Punishment Notes for April 17

Main points

Today’s class was primarily concerned with the three kinds of reasons for punishment that Feinberg identified: utilitarian, retributive, and vindictive.

Utilitarianism

I tried to show that utilitarianism does not come off as badly as you might think. For instance, punishing the innocent is quite unlikely to deter crime but it would have significant costs.

There may still be cases where utilitarian practices would be different from our own. For instance, utilitarians may be indifferent to utility producing crimes, such as Robin Hood’s (Brian), punishment that would harm third parties, like families (Nina), or petty crimes (Alex, via The Big Lebowski).

Or they may inflict what we regard as excessively harsh punishments in any of these cases. For instance, directly harming third parties is a common tactic used against suicide terrorism. You can’t deter suicidal terrorists by issuing threats against them, but you can threaten to harm their families. And states that face suicide terrorists do exactly that, with reasonable utilitarian justification.

One other thing is worth keeping in mind when thinking about utilitarian and retributive reasons for punishment. Utilitarians always push for the rationale for the non-utilitarian position. What is it to “fit” the punishment to the crime and how do we know what punishments are “fitting”?

Retributivism

Bernice uncovered an ambiguity in the second proposition of Feinberg’s “pure” version of retributivism. This says that “Moral guilt is a sufficient condition (‘irrespective of the consequences’) for justified punishment” (p. 800).

Here is one way to interpret that. The fact that a person is guilty is enough to show that the state ought to punish him or her. This is so even if doing so is otherwise pointless or costly. (I think this is what Feinberg meant. The part in parentheses is what persuades me).

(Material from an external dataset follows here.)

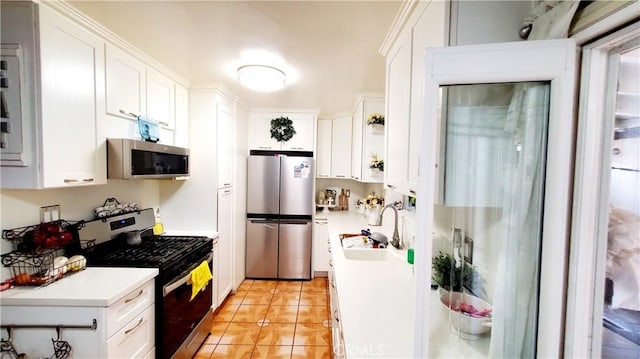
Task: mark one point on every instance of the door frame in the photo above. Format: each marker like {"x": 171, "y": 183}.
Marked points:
{"x": 583, "y": 335}
{"x": 545, "y": 60}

Here’s a different way to interpret it. The fact that a person is guilty is enough to show that the state would do nothing wrong by punishing him or her. The guilty person cannot legitimately complain if he or she is punished. But it does not follow that the state must punish. Perhaps, for instance, the costs of doing so are excessively high.

The second way is in keeping with my proposed impure rationale for punishment.

Vindictiveness

This is a bit of a curious category since all of its members fall into either the utilitarian or retributivist camps. What unifies all of the accounts described as “vindictive” is that they’re all concerned solely with the desire for vengeance.

These desires count for utilitarians just like any desires do. At least, they do provided we haven’t excluded them along the lines that Nina and David were suggesting.

They’re also related to retributivism since the desire for vengeance is a desire that people get what (bad things) they deserve. What seems to separate it from retributivism for Feinberg is that there’s no story told about desert. Rather, punishment is just a matter of expressing hatred towards criminals.